To prepare the raw material for his industry, Owino recruited dozens of women engaged in mgongo wazi business and trained them on pre-tanning operations such as the removal of scales and remnants of flesh.

He ensured that the chair, treasurer and secretary of the group numbering 288 were all his employees for a free hand in management.

“With the leather in place, I approached cobblers in Kisumu City — most of them people living with physical disability — dangling the opportunity for training them to become shoe makers. 37 lucky ones underwent a month-long training to gain relevant skills,” says Owino.

He came up with Kisumu Leather Dealers Association to help them qualify for Small and Medium Enterprise (SME) loans from the Kenya Industrial Estates (KIE) that agreed to give out loans for sewing machines and other equipment relevant to the industry.

Leather chemistry

“The sewing machines came in handy for the making of jackets, handbags and the like in addition to shoes,” he says.

What is today a multi-million shilling industry with markets in Africa and overseas started when Owino, freshly graduated with a degree in Leather Chemistry from an Indian university and without a job, decided to stroll in the direction of birds he saw hovering over Kisumu International Airport. He found trucks dumping loads of smelly fish waste from nearby filleting factories.
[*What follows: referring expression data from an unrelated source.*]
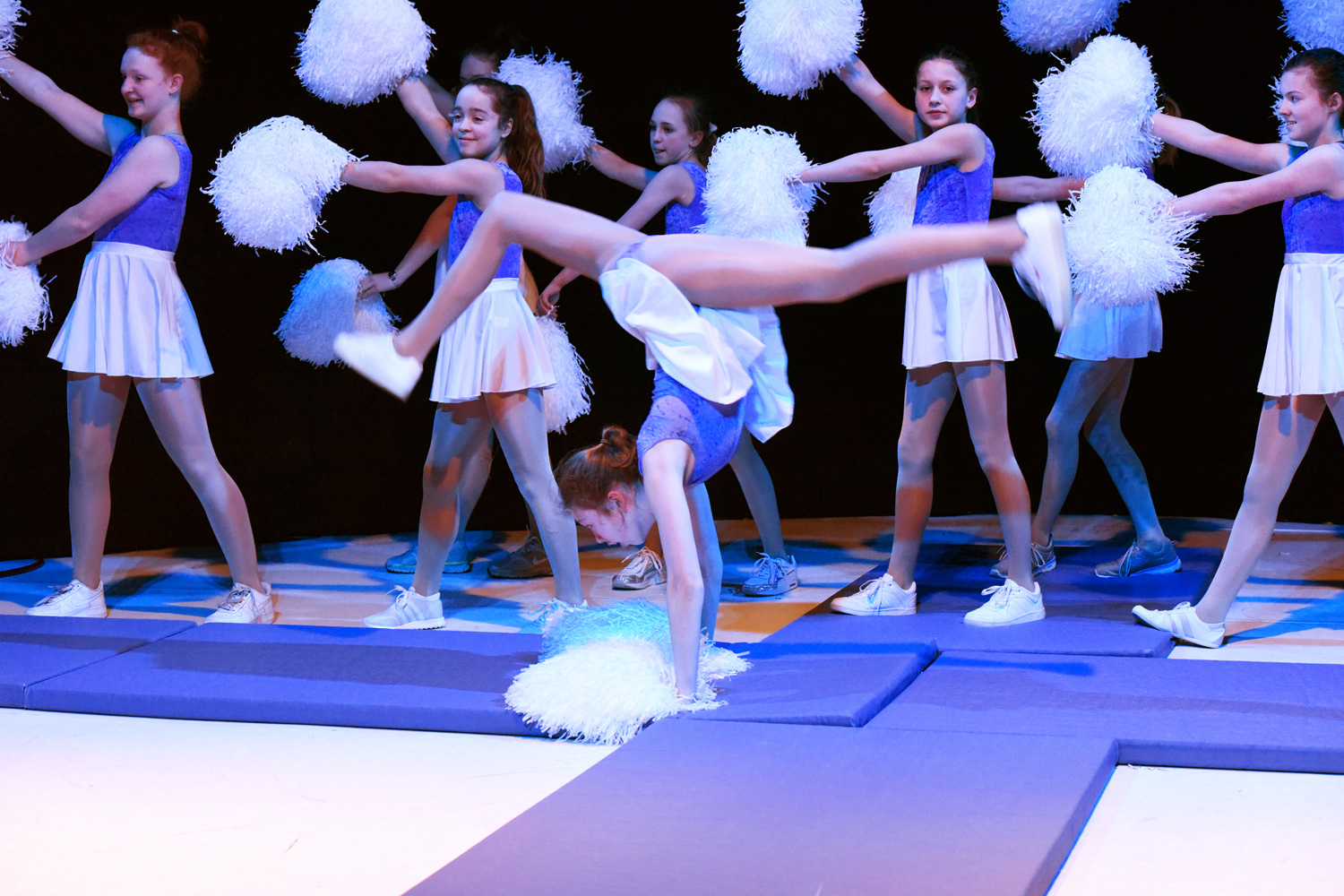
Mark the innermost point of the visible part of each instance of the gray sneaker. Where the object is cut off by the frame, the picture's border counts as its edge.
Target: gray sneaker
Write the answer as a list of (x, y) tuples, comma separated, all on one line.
[(1139, 562), (1042, 560), (529, 562)]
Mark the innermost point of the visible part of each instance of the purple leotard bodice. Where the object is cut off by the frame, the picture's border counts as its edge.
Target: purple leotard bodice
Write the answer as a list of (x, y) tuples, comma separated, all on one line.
[(711, 430), (687, 220), (1314, 223), (464, 222), (156, 220), (952, 196)]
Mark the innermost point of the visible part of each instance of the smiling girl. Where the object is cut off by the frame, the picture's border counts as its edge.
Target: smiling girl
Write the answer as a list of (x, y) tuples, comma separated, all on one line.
[(1303, 375), (492, 363), (132, 324)]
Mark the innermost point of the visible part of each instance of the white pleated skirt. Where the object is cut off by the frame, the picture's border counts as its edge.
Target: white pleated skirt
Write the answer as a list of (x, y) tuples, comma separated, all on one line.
[(1305, 351), (956, 314), (131, 317), (494, 347), (1098, 333)]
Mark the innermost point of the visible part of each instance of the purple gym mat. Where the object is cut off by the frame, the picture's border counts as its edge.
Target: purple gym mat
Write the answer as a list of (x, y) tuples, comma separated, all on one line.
[(952, 576), (691, 809), (1265, 716), (38, 648)]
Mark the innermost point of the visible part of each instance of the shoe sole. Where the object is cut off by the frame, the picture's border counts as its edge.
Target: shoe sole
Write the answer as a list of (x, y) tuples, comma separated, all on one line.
[(1031, 616)]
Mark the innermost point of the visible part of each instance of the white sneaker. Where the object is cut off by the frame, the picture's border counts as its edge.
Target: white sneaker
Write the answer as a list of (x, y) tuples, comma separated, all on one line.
[(1183, 625), (1042, 266), (878, 598), (642, 568), (1008, 603), (373, 357), (771, 576), (74, 599), (409, 610), (245, 605)]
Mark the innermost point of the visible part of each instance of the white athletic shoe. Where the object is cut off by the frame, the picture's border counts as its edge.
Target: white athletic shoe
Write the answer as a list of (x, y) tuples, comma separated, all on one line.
[(409, 610), (878, 598), (245, 605), (1042, 266), (373, 357), (771, 576), (1008, 603), (1183, 625), (73, 599)]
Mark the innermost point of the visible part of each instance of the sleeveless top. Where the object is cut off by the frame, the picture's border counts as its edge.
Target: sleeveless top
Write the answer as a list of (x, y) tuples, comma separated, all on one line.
[(464, 222), (952, 196), (1314, 223), (156, 220), (687, 220)]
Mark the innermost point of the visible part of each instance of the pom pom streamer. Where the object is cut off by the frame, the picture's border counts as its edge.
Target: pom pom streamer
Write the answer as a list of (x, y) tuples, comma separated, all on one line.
[(1314, 23), (271, 185), (752, 190), (23, 298), (892, 207), (1098, 110), (359, 50), (1124, 244), (569, 398), (558, 101), (1040, 26), (324, 304), (10, 11), (787, 46)]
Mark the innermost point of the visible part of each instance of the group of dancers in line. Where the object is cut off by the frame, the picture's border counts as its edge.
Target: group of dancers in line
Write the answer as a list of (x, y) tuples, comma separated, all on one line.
[(132, 327)]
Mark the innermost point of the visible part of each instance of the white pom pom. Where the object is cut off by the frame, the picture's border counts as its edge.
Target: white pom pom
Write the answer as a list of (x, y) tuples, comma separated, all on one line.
[(558, 101), (569, 398), (1314, 23), (23, 298), (271, 187), (892, 207), (324, 304), (1098, 110), (10, 11), (787, 46), (359, 50), (752, 190), (1124, 244), (1039, 26)]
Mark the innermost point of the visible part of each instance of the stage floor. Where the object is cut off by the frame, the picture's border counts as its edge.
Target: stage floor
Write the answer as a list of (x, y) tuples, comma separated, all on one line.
[(168, 806)]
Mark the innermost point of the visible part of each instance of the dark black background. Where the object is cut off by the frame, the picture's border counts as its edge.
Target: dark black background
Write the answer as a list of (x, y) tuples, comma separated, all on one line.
[(322, 452)]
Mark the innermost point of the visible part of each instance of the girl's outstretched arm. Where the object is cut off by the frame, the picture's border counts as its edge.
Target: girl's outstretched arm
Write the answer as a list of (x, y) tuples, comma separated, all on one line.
[(895, 116), (960, 144), (153, 163), (1319, 171), (86, 124), (1242, 155)]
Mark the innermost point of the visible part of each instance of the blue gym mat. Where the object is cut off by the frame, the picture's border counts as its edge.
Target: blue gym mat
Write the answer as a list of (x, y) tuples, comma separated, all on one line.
[(1266, 716), (38, 648), (691, 809)]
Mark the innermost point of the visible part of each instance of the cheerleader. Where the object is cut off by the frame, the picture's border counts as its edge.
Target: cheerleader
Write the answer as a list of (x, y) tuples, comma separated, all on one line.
[(682, 139), (492, 363), (1303, 375), (957, 333), (132, 324)]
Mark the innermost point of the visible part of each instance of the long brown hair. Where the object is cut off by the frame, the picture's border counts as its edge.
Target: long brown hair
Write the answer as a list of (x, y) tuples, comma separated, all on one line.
[(523, 145)]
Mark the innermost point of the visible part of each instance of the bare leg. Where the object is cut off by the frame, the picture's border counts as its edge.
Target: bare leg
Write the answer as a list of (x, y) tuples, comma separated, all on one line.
[(758, 489), (94, 405), (929, 394), (460, 430), (179, 418), (521, 426), (1285, 432), (984, 397)]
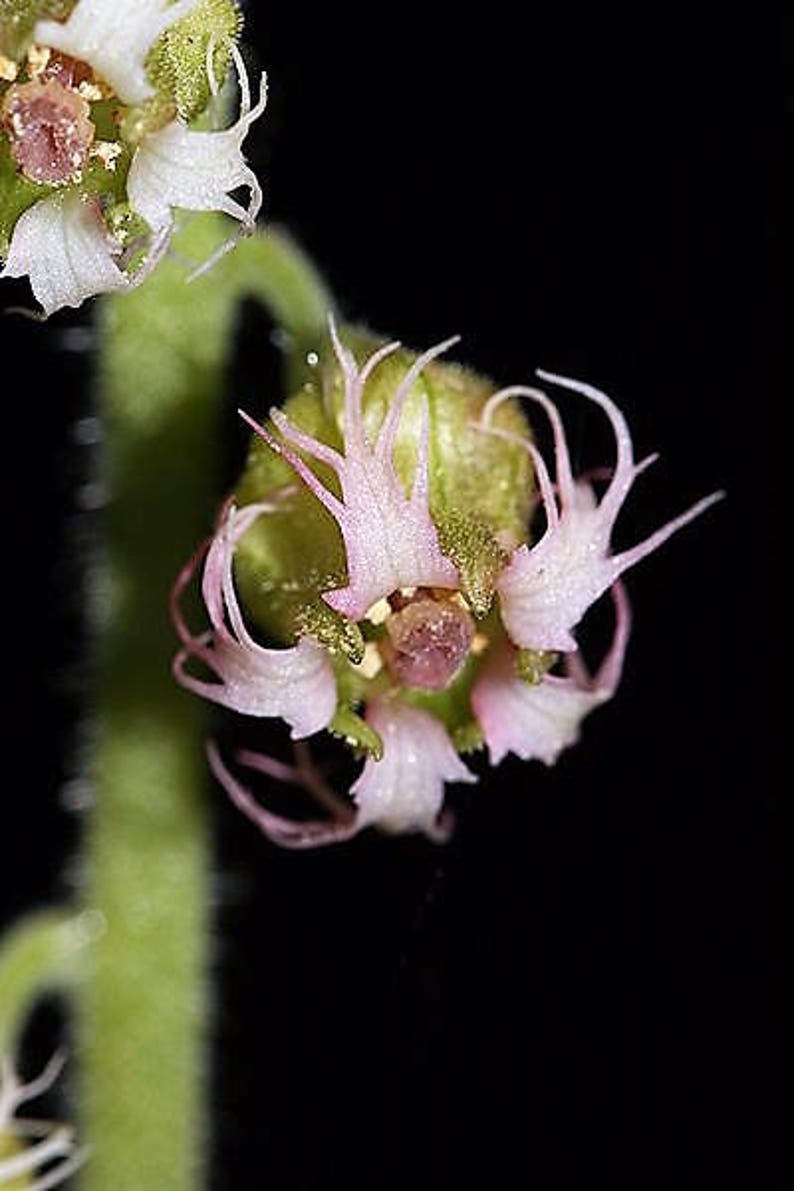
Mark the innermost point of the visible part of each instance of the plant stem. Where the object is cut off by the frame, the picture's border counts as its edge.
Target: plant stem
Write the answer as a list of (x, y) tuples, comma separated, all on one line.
[(143, 1012), (43, 952)]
“I immediately concluded that with the knowledge I had, I could turn the waste into a source of economic advantage by creatively exploring the free raw material.

"Armed with a paltry Sh200,000 from my savings before I went to India for further studies and my brain for capital, I rented a house at Kajulu and embarked on this journey,” says Owino.
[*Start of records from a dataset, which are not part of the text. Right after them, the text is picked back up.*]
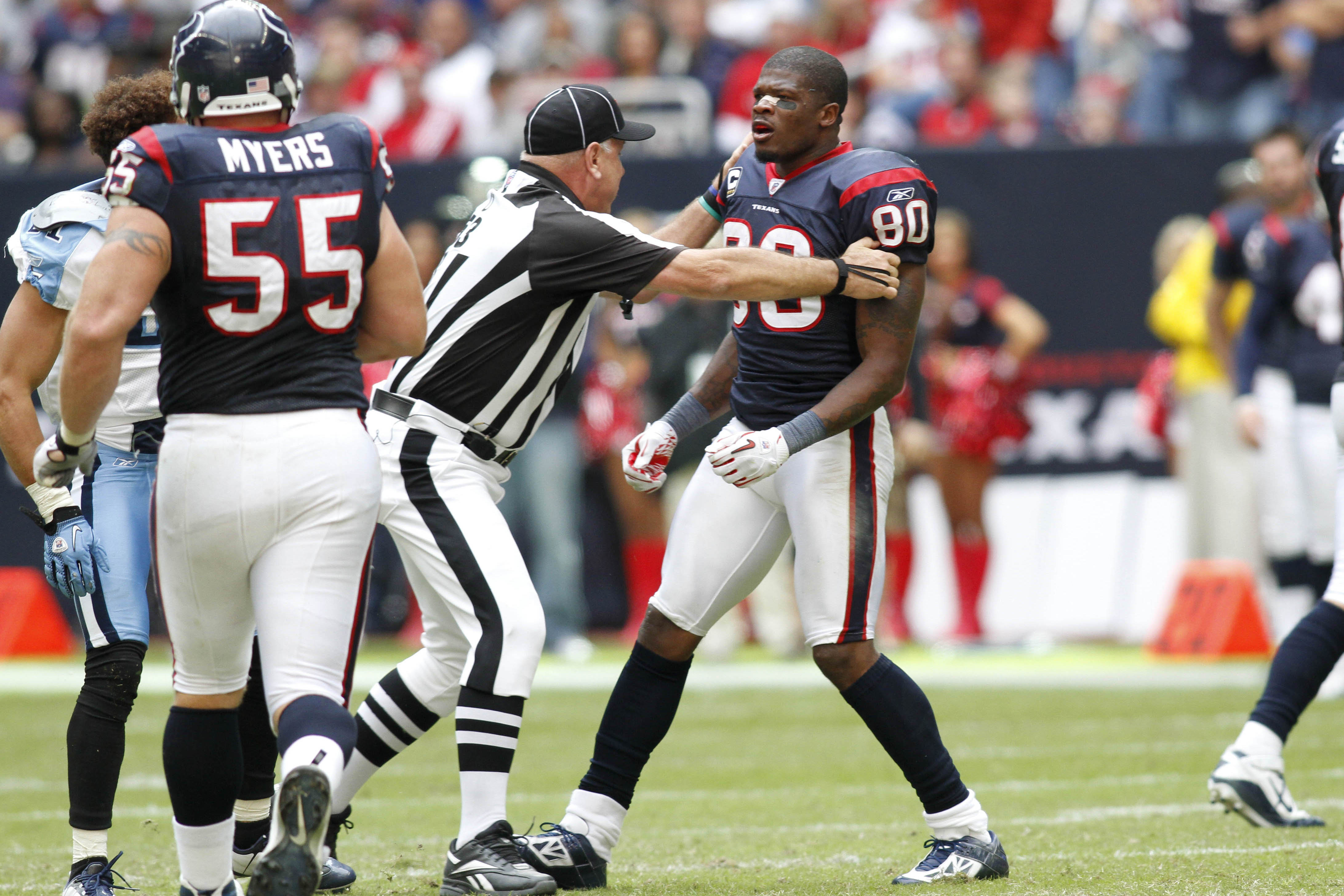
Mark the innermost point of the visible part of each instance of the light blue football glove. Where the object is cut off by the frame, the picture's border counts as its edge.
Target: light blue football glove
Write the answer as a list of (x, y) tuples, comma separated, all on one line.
[(70, 553)]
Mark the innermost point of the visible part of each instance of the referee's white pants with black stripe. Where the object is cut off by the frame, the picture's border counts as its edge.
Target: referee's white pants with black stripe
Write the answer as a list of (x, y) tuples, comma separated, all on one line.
[(264, 522), (483, 620), (831, 498)]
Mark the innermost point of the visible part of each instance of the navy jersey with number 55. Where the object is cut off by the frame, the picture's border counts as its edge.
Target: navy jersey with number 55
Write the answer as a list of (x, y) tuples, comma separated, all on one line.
[(273, 230), (792, 354)]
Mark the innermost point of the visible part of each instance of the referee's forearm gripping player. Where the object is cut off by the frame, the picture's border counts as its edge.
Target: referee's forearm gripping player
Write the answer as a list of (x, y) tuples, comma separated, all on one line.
[(509, 308)]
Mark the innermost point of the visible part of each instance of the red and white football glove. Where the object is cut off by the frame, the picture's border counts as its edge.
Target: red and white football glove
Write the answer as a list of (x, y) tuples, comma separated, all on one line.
[(644, 460), (744, 458)]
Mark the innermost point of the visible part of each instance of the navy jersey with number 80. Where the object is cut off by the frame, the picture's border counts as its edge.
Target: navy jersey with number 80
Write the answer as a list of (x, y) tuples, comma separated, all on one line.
[(273, 230), (792, 354)]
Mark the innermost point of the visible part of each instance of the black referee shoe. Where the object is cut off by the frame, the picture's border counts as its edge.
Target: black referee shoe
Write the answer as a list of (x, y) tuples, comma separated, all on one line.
[(490, 863)]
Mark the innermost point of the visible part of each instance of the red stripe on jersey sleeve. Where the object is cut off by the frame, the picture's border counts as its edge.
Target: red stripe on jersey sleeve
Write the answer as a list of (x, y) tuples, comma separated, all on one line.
[(375, 140), (1276, 229), (150, 143), (1221, 233), (882, 179)]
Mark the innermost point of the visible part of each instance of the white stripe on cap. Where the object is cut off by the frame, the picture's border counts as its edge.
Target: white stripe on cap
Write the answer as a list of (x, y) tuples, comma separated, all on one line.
[(569, 92), (615, 120), (535, 109)]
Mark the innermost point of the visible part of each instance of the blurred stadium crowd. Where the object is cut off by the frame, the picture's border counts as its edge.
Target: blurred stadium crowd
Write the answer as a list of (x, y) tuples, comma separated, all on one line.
[(454, 77)]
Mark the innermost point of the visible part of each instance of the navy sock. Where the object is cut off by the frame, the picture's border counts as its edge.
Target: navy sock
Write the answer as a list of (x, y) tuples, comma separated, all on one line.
[(900, 717), (258, 741), (96, 739), (203, 765), (1302, 664), (315, 715), (638, 718)]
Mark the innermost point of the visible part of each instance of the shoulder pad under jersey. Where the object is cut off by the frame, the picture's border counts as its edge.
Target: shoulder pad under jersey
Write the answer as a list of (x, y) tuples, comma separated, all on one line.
[(70, 207)]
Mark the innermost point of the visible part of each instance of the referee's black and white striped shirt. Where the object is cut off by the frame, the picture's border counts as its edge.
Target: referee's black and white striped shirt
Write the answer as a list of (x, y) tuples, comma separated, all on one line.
[(509, 304)]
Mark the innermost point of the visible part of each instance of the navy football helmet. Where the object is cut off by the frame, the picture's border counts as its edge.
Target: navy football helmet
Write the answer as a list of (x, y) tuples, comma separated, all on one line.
[(233, 58)]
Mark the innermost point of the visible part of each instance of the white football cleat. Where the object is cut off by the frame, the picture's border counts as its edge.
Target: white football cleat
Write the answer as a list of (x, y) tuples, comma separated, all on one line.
[(966, 858), (1254, 789)]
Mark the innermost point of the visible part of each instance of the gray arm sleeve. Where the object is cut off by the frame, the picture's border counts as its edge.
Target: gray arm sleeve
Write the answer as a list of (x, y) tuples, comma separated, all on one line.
[(686, 417), (802, 432)]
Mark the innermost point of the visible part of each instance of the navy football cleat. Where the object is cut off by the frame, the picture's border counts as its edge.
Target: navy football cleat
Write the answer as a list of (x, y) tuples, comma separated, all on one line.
[(490, 863), (96, 879), (294, 867), (967, 858), (565, 856), (1254, 789), (337, 875)]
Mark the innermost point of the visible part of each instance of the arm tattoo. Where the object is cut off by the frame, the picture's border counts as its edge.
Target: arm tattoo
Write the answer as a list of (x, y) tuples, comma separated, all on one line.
[(140, 242), (886, 332)]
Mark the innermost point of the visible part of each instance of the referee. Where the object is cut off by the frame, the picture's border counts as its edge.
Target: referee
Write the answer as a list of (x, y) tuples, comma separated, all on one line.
[(509, 308)]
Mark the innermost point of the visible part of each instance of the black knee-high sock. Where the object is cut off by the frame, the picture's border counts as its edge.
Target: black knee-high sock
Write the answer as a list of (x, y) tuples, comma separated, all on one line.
[(390, 721), (900, 717), (260, 753), (494, 715), (638, 718), (1302, 664), (203, 765), (96, 739), (258, 741)]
After clearing the hurdle of convincing Nema and Kisumu authorities that his industry would be environmentally friendly, Owino started off by identifying individuals to train on pre- and post-tanning processes with organic agents rather than chemical ones that emit toxic substances.

Fish leather shoes at Owino's showroom.

Apart from cobblers scattered around Kisumu city, close to 300 local women who collect and clean the fish remains plus 17 employees owe their livelihood to Owino’s unique enterprise.

He has created market opportunities for 80 local farmers who sustainably supply the industry with natural tanning agents from plant extracts.

He pays singular tribute to Switch Africa Green project — an initiative led by United Nations Environment Programme to promote green businesses — for the role it has played in marketing his business abroad and locally. “We would not have been here without them,” he says.

While the coronavirus pandemic has been a jolt to reckon with, 70 kilogrammes of fish leather was recently shipped to Nigeria, the first such consignment since April, he says.

Alisam Development Product and Design Industry is a member of the Global Green Leather Alliance of which Owino is the current president. “We are putting up our headquarters in Vancouver, Canada,” he says.

Owino’s future plans include construction of a modern green tanning plant at a cost of Sh26 million.

A tender for the ambitious project has already been awarded. He is also planning to build a training school.